Published Sep. 3, 2005

Four men convicted of murder have been spared execution after a new agreement was reached Friday with the victims' family giving them clemency. A previous arrangement that involved the forced marriages of eight girls, was scrapped after a national outcry.

Under the new plan, the four men will be released after their family pays the family of the two murder victims $130,000, said Rana Ijaz Ahmad, the law minister of Punjab province.

"The four convicted persons will not be hanged," he told the Associated Press.

Officials went to Abbakhel, a remote area in rural central Pakistan, after media reports of the girls being forced to marry older men shocked many Pakistanis. The original deal, reached earlier this week, also required a $130,000 payment.

"We have just dropped the condition of getting eight girls," said Abdullah Khan, a spokesman for victims' family.

The four men's family will have to sell property and pool their resources to pay the sum, a king's ransom in this poor area.

The deal to spare the men the gallows was reached under Pakistan's Islamic law, which allows the family of a murder victim to ask for clemency. The two families were from the same village of Musakhen, about 140 miles southwest of Islamabad.

One of the eight girls that was to have been forced to marry, Wazeeran Khatoon, 18, said she agreed to wed a man her grandfather's age to spare her father, one of the four sentenced to hang for the murders 14 years ago.

"I knew very well that I would be living with enemy's family," she said.

Forced marriages are not unusual in this remote region in Punjab, where centuries-old traditions still often carry more weight than the law.

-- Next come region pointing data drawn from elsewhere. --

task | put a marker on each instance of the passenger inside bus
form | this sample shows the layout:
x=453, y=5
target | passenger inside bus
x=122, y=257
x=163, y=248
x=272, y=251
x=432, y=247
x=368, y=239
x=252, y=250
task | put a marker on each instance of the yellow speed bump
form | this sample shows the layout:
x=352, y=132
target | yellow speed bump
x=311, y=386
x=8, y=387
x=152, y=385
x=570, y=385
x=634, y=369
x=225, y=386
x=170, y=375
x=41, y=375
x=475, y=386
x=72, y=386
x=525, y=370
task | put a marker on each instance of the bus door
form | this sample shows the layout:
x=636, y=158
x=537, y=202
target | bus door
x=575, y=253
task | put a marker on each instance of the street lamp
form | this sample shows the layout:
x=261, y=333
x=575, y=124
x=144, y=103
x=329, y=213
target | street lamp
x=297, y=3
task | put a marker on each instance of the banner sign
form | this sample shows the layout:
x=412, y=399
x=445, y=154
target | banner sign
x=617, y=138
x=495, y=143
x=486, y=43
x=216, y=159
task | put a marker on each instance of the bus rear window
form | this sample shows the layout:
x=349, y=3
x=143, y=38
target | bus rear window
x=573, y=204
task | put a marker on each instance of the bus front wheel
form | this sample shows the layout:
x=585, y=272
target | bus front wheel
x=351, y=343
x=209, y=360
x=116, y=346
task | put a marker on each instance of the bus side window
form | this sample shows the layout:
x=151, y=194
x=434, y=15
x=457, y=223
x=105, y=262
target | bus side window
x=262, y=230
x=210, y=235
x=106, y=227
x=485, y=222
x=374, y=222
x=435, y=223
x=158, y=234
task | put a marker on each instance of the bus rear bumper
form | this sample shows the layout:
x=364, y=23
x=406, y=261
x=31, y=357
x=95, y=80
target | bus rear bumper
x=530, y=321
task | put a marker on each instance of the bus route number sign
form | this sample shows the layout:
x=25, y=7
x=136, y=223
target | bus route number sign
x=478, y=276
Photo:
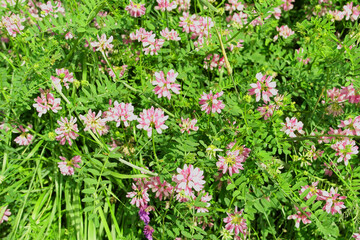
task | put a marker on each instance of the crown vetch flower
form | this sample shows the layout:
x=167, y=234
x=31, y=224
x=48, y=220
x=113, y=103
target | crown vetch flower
x=187, y=125
x=25, y=138
x=6, y=215
x=67, y=166
x=189, y=178
x=291, y=126
x=45, y=102
x=68, y=130
x=299, y=216
x=163, y=86
x=150, y=118
x=264, y=87
x=236, y=223
x=209, y=102
x=136, y=9
x=139, y=196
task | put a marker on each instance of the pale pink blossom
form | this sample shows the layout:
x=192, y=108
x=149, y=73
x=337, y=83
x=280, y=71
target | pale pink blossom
x=67, y=131
x=209, y=102
x=291, y=126
x=299, y=216
x=150, y=118
x=25, y=138
x=136, y=9
x=264, y=87
x=163, y=86
x=46, y=102
x=67, y=166
x=187, y=125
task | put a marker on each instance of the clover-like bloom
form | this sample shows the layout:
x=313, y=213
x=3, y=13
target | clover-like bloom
x=6, y=215
x=136, y=10
x=187, y=125
x=67, y=166
x=210, y=103
x=232, y=162
x=291, y=126
x=104, y=44
x=264, y=87
x=299, y=216
x=46, y=102
x=163, y=86
x=189, y=178
x=139, y=196
x=121, y=112
x=68, y=130
x=150, y=118
x=235, y=222
x=95, y=123
x=25, y=138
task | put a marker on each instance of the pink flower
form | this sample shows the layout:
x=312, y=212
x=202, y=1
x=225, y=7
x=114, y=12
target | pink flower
x=299, y=216
x=68, y=130
x=104, y=44
x=333, y=204
x=6, y=215
x=25, y=138
x=46, y=102
x=235, y=222
x=291, y=126
x=150, y=118
x=165, y=5
x=121, y=112
x=209, y=102
x=139, y=196
x=232, y=162
x=163, y=86
x=170, y=35
x=67, y=167
x=189, y=178
x=95, y=123
x=136, y=10
x=187, y=125
x=162, y=190
x=263, y=87
x=345, y=149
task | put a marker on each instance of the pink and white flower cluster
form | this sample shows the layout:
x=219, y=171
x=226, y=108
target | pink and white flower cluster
x=67, y=166
x=163, y=86
x=210, y=103
x=214, y=61
x=46, y=102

There have been conflicting accounts of the ages of the girls and men involved. Some have said the girls were as young as 5 or even younger, while the oldest husband-to-be was reported to be 80.

Ahmad, the province's law minister, met with Khatoon. He promised the government will end forced marriages to protect the rights of women and children.

RAPE TRIAL BEGINS: Fourteen men went on trial Friday in the gang rape of a woman in a Pakistani village, an attack ordered by a tribal council to punish the victim's family. Four of the men are charged with committing the rape, while 10 others are accused with ordering the attack.

All the accused pleaded not guilty. The four accused of rape face death by hanging. The others face jail terms.